Price: Free for basic use. Pro at $20/month for more advanced models.

8. Warp — The Smart Terminal

What it does: A modern terminal with AI built in. Ask questions, get command suggestions, and understand error messages — all inside your terminal.

Why I use it: Every developer lives in the terminal. Warp makes it smarter. When a command fails, Warp explains the error and suggests a fix. When you forget a command, type what you want in English and Warp suggests the right command.

The one feature I can’t live without: AI command search. Type # followed by what you want. “# find all large files over 100MB” → Warp suggests find . -size +100M. No more googling terminal commands.

Price: Free for personal use.

9. Notion AI — The Documentation Tool

What it does: AI writing and organization inside Notion. Summarize, draft, translate, and organize documents.

Why I use it: Every project needs documentation. Notion AI helps me write it. “Summarize these meeting notes.” “Write a README for this project.” “Create a technical spec from these bullet points.” It saves hours of writing.

The one feature I can’t live without: Summarize. Paste a long document, click summarize, get the key points. Perfect for reading other people’s documents.

Price: Notion Free plan available. AI features from $8/month.

10. Gemini Code Assist — The Free Powerhouse

What it does: AI coding assistant by Google. Autocomplete, chat, test generation, debugging — all free.

Why I use it: 180,000 free code completions per month. That is 90x more than Copilot Free. It works natively in Android Studio, which is perfect for Android development. And it is completely free.
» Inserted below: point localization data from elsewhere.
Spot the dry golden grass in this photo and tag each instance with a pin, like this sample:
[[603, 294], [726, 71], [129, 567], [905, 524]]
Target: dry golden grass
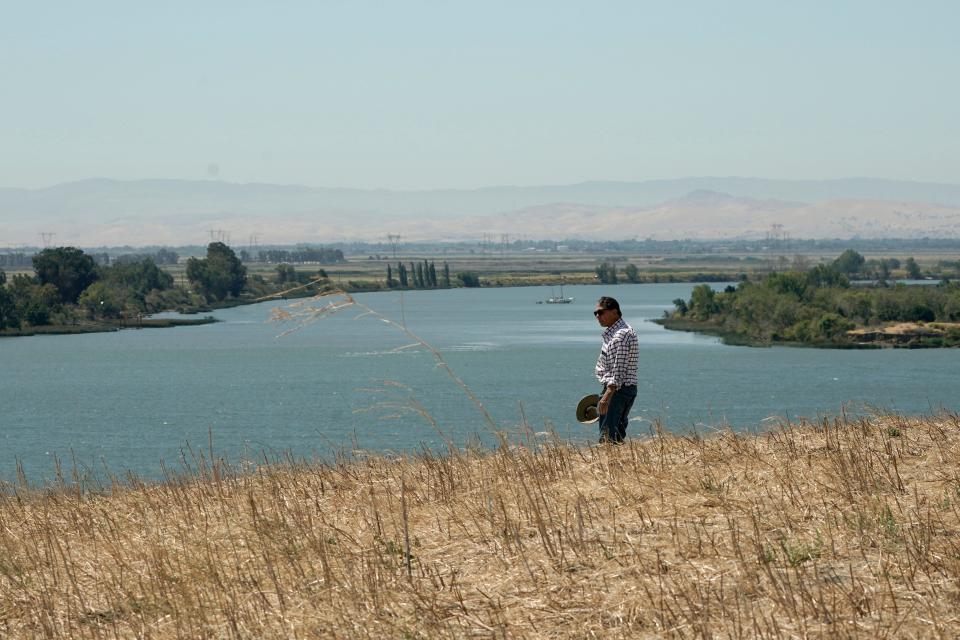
[[842, 528]]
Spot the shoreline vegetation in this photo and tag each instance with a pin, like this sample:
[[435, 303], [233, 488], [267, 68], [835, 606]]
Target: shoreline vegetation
[[820, 308], [839, 527], [68, 292]]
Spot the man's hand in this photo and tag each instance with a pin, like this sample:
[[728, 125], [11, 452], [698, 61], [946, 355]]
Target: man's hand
[[605, 399]]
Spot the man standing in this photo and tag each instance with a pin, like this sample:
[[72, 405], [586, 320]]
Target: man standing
[[616, 370]]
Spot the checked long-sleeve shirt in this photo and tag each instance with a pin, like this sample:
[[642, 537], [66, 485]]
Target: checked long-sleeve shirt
[[617, 364]]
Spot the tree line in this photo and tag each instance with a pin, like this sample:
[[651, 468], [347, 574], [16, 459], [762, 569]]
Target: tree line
[[69, 287], [424, 275], [816, 306], [297, 256]]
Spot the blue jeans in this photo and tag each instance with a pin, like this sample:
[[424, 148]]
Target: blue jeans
[[613, 424]]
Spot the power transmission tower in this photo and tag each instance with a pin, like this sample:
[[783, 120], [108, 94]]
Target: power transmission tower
[[394, 240]]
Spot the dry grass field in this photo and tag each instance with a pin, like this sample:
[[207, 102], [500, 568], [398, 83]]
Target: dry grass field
[[838, 528]]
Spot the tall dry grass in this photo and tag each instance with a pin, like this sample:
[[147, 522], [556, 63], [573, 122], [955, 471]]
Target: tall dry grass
[[839, 528]]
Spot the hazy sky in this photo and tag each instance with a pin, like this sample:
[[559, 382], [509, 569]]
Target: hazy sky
[[413, 94]]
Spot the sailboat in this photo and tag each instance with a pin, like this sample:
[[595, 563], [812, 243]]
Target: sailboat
[[561, 299]]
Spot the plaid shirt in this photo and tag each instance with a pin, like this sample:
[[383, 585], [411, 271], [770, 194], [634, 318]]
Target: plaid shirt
[[617, 363]]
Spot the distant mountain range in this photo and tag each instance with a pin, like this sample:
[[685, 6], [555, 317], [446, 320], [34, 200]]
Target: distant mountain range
[[104, 212]]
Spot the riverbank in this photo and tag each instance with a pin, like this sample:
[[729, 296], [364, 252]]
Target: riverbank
[[842, 527], [895, 335], [106, 326]]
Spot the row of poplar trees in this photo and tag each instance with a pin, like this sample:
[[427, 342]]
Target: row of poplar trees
[[419, 275]]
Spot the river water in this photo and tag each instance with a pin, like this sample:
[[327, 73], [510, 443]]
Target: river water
[[129, 400]]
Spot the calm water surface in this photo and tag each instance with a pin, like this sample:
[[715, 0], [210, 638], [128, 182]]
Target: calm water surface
[[130, 399]]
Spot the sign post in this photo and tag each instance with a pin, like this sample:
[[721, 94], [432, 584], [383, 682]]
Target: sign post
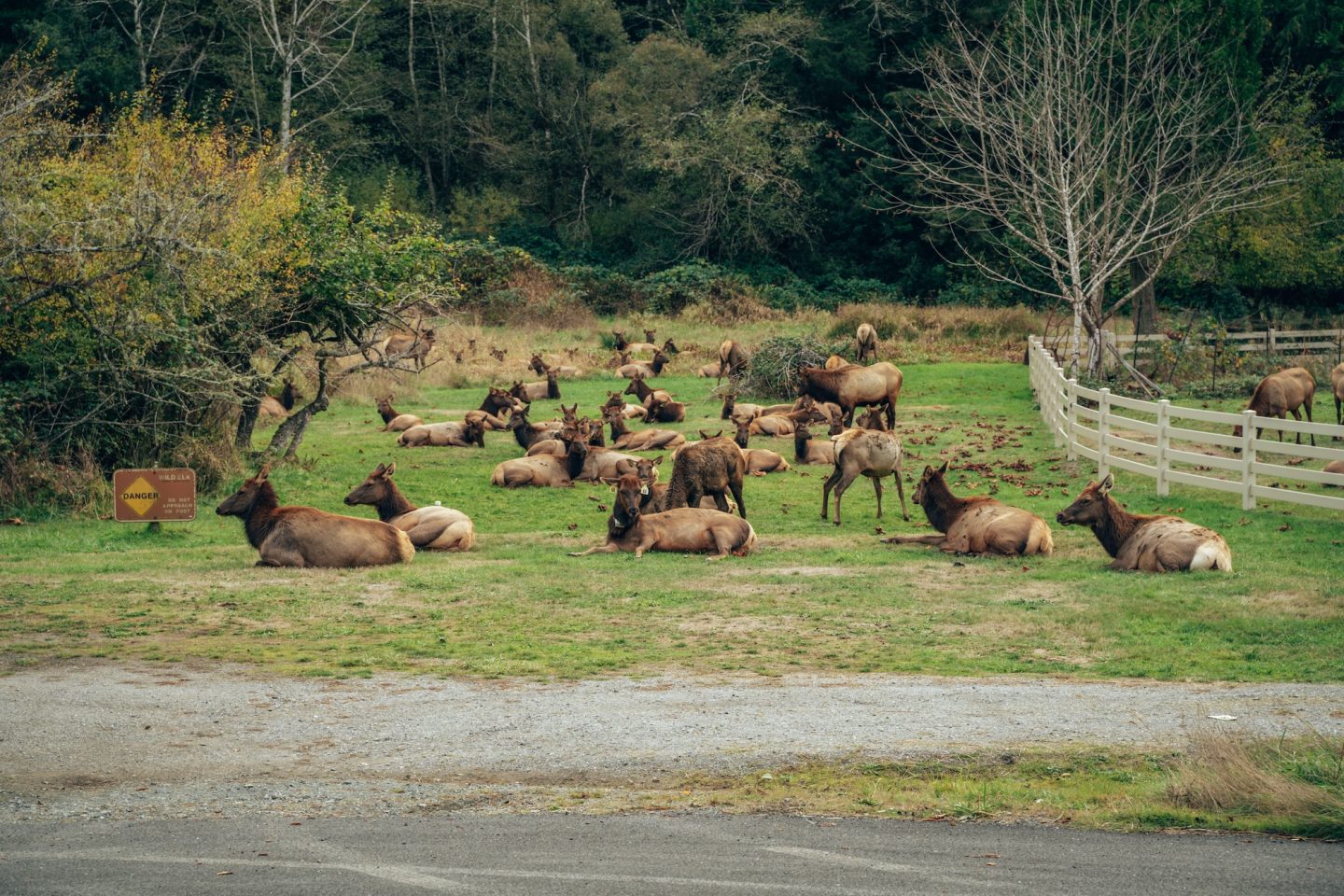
[[155, 496]]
The one feature I can’t live without: The “finish changes” feature. Start writing half a function or leave a TODO comment, and Gemini figures out what you were trying to do and completes it.

Price: Free. No credit card needed.

How I Use Them Together

I don’t use all 10 at the same time. Here is my daily setup:

For Coding

Cursor (main editor)
  + Claude Code (for hard problems, open in terminal)
  + Copilot (in Android Studio when working on Android)

For Thinking

Claude.ai (complex questions, architecture)
  + ChatGPT (quick questions, code snippets)
  + Perplexity (research, comparing tools)

For Everything Else

v0 (when I need a web UI fast)
Warp (my terminal)
Notion AI (documentation)
Gemini Code Assist (Android Studio, free autocomplete)

My Monthly Cost

ToolPlanCost
Cursor Pro$20/month$20
Claude Pro$20/month$20
CopilotFree$0
ChatGPTFree$0
v0Free$0
PerplexityFree$0
WarpFree$0
NotionFree$0
Gemini Code AssistFree$0
Total$40/month

$40/month for tools that save me hours every day. That is the best investment in my career.

Where to Start If You Use Nothing

Don’t install 10 tools at once. Start with these two:

  1. Gemini Code Assist (free) — install it in your editor today
  2. Claude.ai (free tier) — use it in your browser when you need help

Use those for a week. When you feel the limits, upgrade to:

  1. Cursor Pro ($20/month) — if you want a better editor
  2. Claude Pro ($20/month) — if you need Claude Code or more chat

That is the most natural upgrade path. Free → $20 → $40/month as you grow.

The Bottom Line

AI tools in 2026 are not a nice-to-have. They are the new standard. Every developer I know uses at least 2-3 of these tools daily.

If you are not using any AI tools yet — start today. Pick one free tool from this list. You will wonder how you ever coded without it.